KK-LC-1 is a CTA due to its absence of expression in normal tissues, except for the testis. However, it is expressed in cancers of multiple organs [7, 10]. Furthermore, in an earlier study, Fukuyama et al. clarified the specific phenomena at the basis of the correlation between KK-LC-1 expression and Hp infection. Additionally, we previously showed how KK-LC-1 expression was frequently detected at non-tumour sites of the stomach occurring GC [14, 16]. However, from these studies, it remained unclear whether KK-LC-1 was expressed in the stomach of patients who were not carrying a tumour and with Hp infection. In the present study, we proved that KK-LC-1 was frequently expressed in non-tumour sites of the GC stomach but infrequently in those of non-GC stomach (Fig. 1). Furthermore, we also proved that, while KK-LC-1 expression is correlated with Hp infection, it is not exclusively an indicator of Hp infection.
KK-LC-1’s expression might become a new indicator for measuring precancerous levels in the stomach. The difference of non-tumour site between GC and non-GC is the precancerous level. Of note, epigenetic alterations were known as precancerous level indicators. In an earlier study, Compare et al. reported that global hypomethylation of the gastric mucosa gradually advanced from Hp-negative gastritis to Hp-positive gastritis, Hp-positive chronic gastritis and gastric carcinoma . In contrast, Leodolter et al. showed that global hypomethylation occurred during the early stages of gastritis, regardless of Hp infection . KK-LC-1’s expression may help us understand whether the stomach is close to a malignant level, independently from the accumulation of genetic/epigenetic alterations.
KK-LC-1 was not detected at non-tumour sites of the stomachs of three GC patients.
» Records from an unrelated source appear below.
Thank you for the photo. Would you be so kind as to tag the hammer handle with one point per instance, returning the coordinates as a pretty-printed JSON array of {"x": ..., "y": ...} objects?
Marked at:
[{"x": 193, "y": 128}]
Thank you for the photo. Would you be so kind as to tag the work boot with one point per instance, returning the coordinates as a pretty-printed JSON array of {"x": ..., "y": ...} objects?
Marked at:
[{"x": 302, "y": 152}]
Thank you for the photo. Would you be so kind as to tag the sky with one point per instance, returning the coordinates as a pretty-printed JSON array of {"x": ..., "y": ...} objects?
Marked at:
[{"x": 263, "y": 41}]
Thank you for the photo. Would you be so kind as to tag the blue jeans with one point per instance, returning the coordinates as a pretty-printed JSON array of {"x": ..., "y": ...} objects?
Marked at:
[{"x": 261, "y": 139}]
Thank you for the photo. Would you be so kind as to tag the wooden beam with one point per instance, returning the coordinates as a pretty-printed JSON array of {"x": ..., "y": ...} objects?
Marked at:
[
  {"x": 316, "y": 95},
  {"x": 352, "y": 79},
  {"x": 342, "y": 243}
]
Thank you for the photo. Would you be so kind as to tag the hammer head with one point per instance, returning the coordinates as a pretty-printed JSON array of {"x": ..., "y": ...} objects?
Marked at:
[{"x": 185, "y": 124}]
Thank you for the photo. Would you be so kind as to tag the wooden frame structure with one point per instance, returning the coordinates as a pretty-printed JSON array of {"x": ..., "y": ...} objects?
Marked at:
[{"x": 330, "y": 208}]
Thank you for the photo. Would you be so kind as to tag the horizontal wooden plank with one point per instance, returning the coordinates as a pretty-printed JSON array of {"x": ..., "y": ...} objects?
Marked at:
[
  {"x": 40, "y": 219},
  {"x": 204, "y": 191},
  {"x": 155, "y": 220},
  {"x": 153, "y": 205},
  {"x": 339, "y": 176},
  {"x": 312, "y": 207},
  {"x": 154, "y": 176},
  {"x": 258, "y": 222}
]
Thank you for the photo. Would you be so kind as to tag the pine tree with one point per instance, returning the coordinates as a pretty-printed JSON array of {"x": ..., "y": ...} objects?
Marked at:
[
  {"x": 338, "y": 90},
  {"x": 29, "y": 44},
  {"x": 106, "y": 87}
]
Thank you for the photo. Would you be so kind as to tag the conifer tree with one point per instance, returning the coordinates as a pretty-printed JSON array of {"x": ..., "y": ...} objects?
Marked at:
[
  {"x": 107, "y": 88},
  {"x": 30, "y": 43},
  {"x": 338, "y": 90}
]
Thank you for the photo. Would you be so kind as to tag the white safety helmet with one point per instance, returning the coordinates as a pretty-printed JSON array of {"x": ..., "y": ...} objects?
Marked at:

However, its expression was detected in tumour sites of the same patients. Such an issue may be resolved by sampling multiple mucosa sites from the lower corpus. Supplementary Figure S1 and results from our previous study show that KK-LC-1's expression rate in the lower corpus was of 68.1 and 66.1%, respectively .
We observed one non-GC patient whose non-tumour sites of the stomach expressed KK-LC-1; this patient was later diagnosed with GC. Specifically, following a first pathological observation of a biopsy, an adenoma was identified. However, the sympatric specimen of endoscopic submucosal dissection (ESD) has a diagnosis of adenocarcinoma in adenoma. On the biopsy, RUT was performed and its specimen, allopatric of ESD, expressed KK-LC-1. This phenomenon may indicate that detecting KK-LC-1 marks GC’s presence in the stomach’s allopatric sites.
Additionally, KK-LC-1 expression was observed in non-tumour sites of GC patients. Of note, GC patients undergoing mucosal resection (including ESD) more frequently presented with metachronous cancers from gastric remnants than during surgical resection. Such findings suggest that KK-LC-1 might represent a prediction marker of GC occurrence. Non-GC patients, in whom KK-LC-1 was detected, are under follow-up to identify possible GC development. However, all non-GC patients with KK-LC-1 received antibiotics against Hp. Therefore, genetic/epigenetic alterations caused by Hp will not accumulate, preventing GC from developing. Nonetheless, GC can occur following Hp eradication . In the event that, in the future, GC occurs in the seven non-GC patients with KK-LC-1, the latter might become a new predictive marker for GC.